Problem Breakdown

We are tasked with comparing two functions:

• $f(x) = x e^{2 - x}$
• $g(x) = x e^{2 - x}$

Let's analyze the problem step by step.

Part a) Find a function $h(x)$ such that solving $h(x) < 0$ will solve the original problem of $f(x) < g(x)$.

We are looking for the values of $x$ where $f(x)$ is less than $g(x)$, i.e.,

$f(x) < g(x)$

Subtract $g(x)$ from both sides to form a new function $h(x)$:

$f(x) - g(x) < 0$

Notice that:

$f(x) = x e^{2 - x}$ $g(x) = x e^{2 - x}$

So, $f(x) - g(x) = 0$.

This shows that:

$f(x) = g(x)$

for all values of $x$, meaning that $f(x)$ is never less than $g(x)$, and hence no such $x$ exists where $f(x) < g(x)$.

Therefore, there is no solution for $f(x) < g(x)$. In other words, the inequality $f(x) < g(x)$ does not hold for any value of $x$.

Part b) Find the domain of $h(x)$ in interval notation.

Since $h(x) = f(x) - g(x) = 0$ for all $x$, there is no domain restriction for $h(x)$ because it is simply the constant function 0. Therefore, the domain of $h(x)$ is the same as the domain of the original functions $f(x)$ and $g(x)$, which is all real numbers.

Thus, the domain of $h(x)$ is:

$(-\infty, \infty)$

Summary

• a) The function $h(x)$ is $0$ because $f(x) = g(x)$ for all $x$. Therefore, there is no solution to the inequality $f(x) < g(x)$.
• b) The domain of $h(x)$ is $(-\infty, \infty)$.

Would you like a further explanation or have any other questions on this?
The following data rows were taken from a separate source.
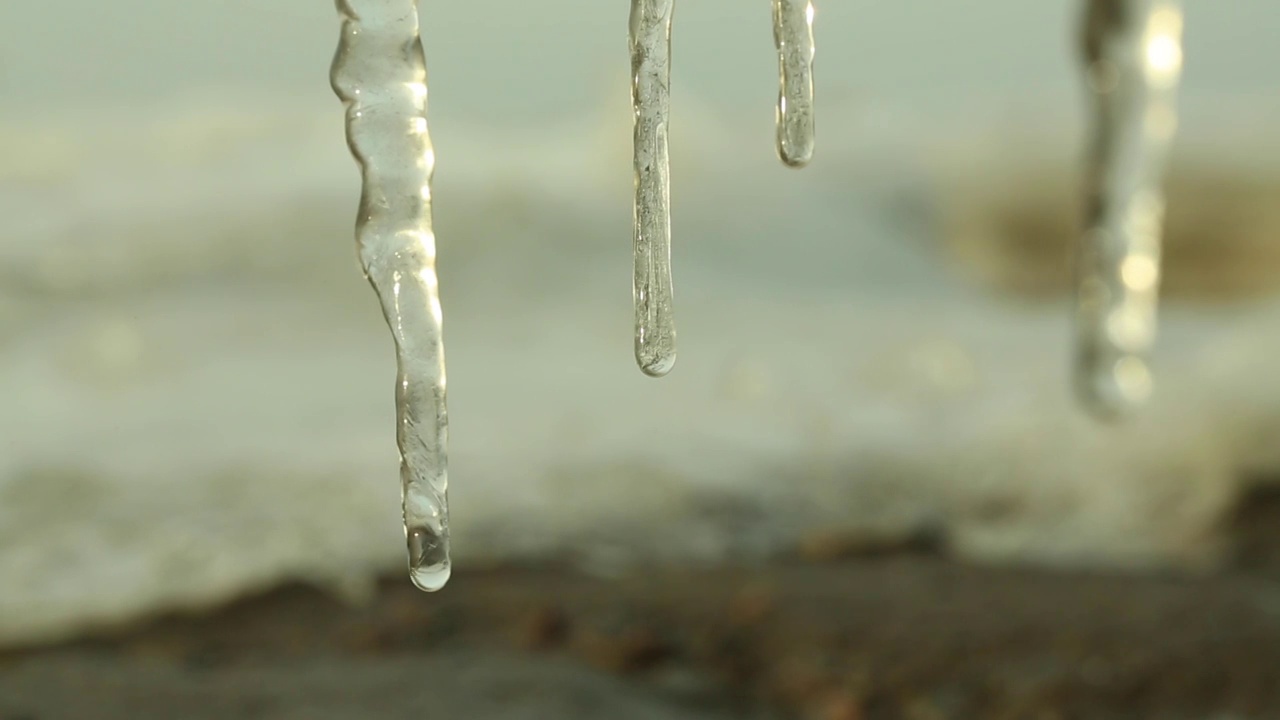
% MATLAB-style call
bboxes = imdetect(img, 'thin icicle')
[630,0,676,377]
[1075,0,1183,418]
[330,0,451,592]
[773,0,814,168]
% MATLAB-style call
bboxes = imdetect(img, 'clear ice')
[628,0,676,377]
[773,0,814,168]
[1075,0,1183,418]
[330,0,451,592]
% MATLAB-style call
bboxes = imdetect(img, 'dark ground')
[0,527,1280,720]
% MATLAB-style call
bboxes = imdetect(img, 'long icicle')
[628,0,676,377]
[330,0,451,592]
[1075,0,1183,419]
[773,0,814,168]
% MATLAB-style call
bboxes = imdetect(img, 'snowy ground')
[0,1,1280,642]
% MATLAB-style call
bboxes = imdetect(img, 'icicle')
[330,0,449,591]
[773,0,814,168]
[630,0,676,377]
[1075,0,1183,418]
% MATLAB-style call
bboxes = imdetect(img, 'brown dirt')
[0,555,1280,720]
[943,161,1280,302]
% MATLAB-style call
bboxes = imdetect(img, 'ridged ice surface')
[1075,0,1183,418]
[332,0,449,591]
[773,0,814,168]
[630,0,676,377]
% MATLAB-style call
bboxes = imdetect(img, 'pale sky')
[0,0,1280,124]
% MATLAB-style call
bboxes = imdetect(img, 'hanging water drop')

Here's a related set of questions for further practice:

1. What happens when $f(x) = g(x)$?
2. How can we compare functions if they have similar forms, but slightly different expressions?
3. Can a function like $f(x)$ and $g(x)$ ever be strictly greater than or less than each other? Why or why not?
4. How do exponential terms impact the comparison of functions?
5. If $f(x) \neq g(x)$, how would you approach finding where $f(x) < g(x)$?

Tip: When comparing two functions, always subtract them first to see if the result simplifies the inequality or if it reveals a relationship between the two.